OK. I guess that's personally affected. My coworker, apparently, was across the street when it all went down and his team, higher in the building than where the plane hit, didn't make it out. One of the guys on the team was one of those classic stories - late to work because he missed his train - and was walking in the first floor just as it all began to unfold. He did make it but only because he was late for work.

I really didn't know what to say.

I love New York. I totally 'get' all the "I heart NY" bumperstickers and t-shirts. I would rather visit there than anyplace else. I even daydream occasionally about living there...realizing, of course, I will have to be independently wealthy. I never saw the WTC. I have seen ground zero - 5 months after and 3.5 years after. When I am in New York, especially on the subway, I look around at all the people and wonder which of them were stuck in Manhattan that day and because of that - being there, seeing it, possibly helping others - I see them all as heroes.

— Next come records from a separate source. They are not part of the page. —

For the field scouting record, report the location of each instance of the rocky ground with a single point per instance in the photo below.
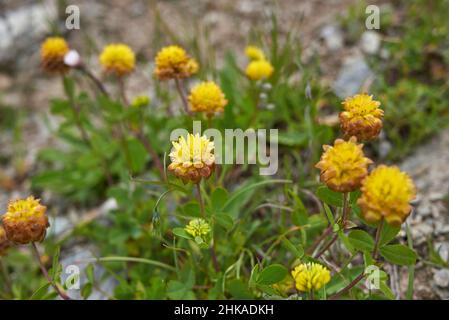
(222, 25)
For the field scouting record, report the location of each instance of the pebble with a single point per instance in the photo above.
(441, 278)
(332, 36)
(370, 42)
(443, 250)
(351, 77)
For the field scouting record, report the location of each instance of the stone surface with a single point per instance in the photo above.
(370, 42)
(441, 278)
(21, 27)
(352, 76)
(332, 37)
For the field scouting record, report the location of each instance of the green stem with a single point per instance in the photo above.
(183, 97)
(377, 241)
(348, 287)
(8, 283)
(62, 294)
(203, 213)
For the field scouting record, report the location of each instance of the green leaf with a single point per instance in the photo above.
(386, 290)
(138, 155)
(297, 250)
(192, 209)
(177, 290)
(86, 290)
(238, 290)
(361, 240)
(224, 220)
(180, 232)
(330, 197)
(219, 197)
(40, 293)
(387, 234)
(272, 274)
(399, 254)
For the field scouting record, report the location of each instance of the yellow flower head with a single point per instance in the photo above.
(386, 193)
(192, 159)
(4, 242)
(198, 228)
(25, 221)
(53, 50)
(207, 97)
(140, 101)
(310, 276)
(343, 166)
(118, 59)
(172, 62)
(259, 69)
(361, 117)
(254, 53)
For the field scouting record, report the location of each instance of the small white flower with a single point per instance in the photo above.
(72, 59)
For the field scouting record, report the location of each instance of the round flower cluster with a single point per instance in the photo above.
(192, 159)
(259, 67)
(172, 62)
(310, 276)
(361, 117)
(198, 228)
(25, 221)
(386, 194)
(118, 59)
(207, 97)
(343, 166)
(53, 50)
(140, 101)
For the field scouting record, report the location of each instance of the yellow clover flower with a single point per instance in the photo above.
(361, 117)
(259, 69)
(386, 194)
(192, 159)
(4, 242)
(343, 166)
(310, 276)
(53, 50)
(140, 101)
(207, 97)
(198, 228)
(172, 62)
(254, 53)
(118, 58)
(25, 221)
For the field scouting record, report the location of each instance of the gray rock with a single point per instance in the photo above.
(443, 250)
(78, 259)
(370, 42)
(354, 72)
(441, 278)
(332, 37)
(22, 27)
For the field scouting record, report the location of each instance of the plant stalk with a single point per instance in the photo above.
(62, 294)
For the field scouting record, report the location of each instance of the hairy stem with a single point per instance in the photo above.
(95, 80)
(203, 213)
(377, 241)
(183, 97)
(348, 287)
(45, 273)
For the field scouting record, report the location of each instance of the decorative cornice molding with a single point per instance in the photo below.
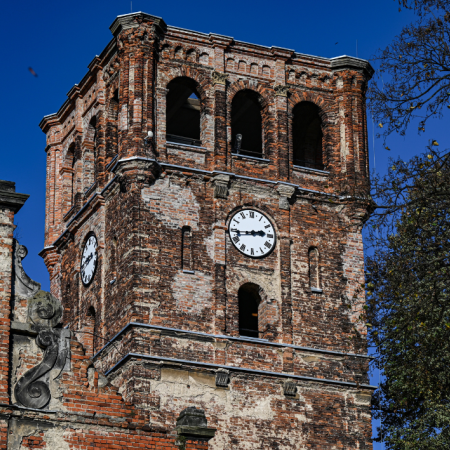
(219, 78)
(133, 20)
(281, 90)
(9, 198)
(349, 62)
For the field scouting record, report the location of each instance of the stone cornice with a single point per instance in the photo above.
(133, 20)
(9, 199)
(349, 62)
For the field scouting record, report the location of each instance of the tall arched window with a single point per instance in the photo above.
(69, 178)
(314, 278)
(89, 330)
(186, 248)
(249, 300)
(246, 124)
(307, 136)
(183, 112)
(90, 154)
(112, 126)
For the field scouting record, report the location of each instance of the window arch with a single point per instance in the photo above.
(183, 112)
(89, 331)
(90, 154)
(246, 124)
(314, 276)
(112, 144)
(307, 136)
(186, 248)
(249, 300)
(69, 178)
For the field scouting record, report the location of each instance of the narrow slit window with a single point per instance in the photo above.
(246, 124)
(307, 136)
(314, 281)
(90, 331)
(249, 300)
(183, 112)
(90, 154)
(69, 178)
(112, 125)
(186, 249)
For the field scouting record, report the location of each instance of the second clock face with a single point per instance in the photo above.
(252, 233)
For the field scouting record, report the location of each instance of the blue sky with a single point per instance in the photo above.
(59, 39)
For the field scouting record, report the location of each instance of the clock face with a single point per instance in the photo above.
(89, 260)
(252, 233)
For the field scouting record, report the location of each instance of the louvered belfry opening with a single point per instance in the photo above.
(183, 112)
(249, 300)
(307, 136)
(246, 122)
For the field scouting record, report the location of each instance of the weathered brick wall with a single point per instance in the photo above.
(138, 196)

I asked a street vendor in Battery park last year where the towers would have been in relation to where we were standing. Battery park is at the tip of Manhattan where you take the ferry to see the Statue of Liberty and not at all far from the world trade center site. The vendor, selling photographs of city scenes, broke into a very rehearsed tale. Describing where the towers were, where the planes came from, how low they were...and I asked if he was there that day. As it turns out, he had never seen the towers either. He moved to NYC post 9/11.

So there you have it - I have stood in the ghost of the WTC shadow listening intently to someone who knew the story as well as I did...but it took a conversation in my cube in Florida to hear the real story from someone who was there to see it.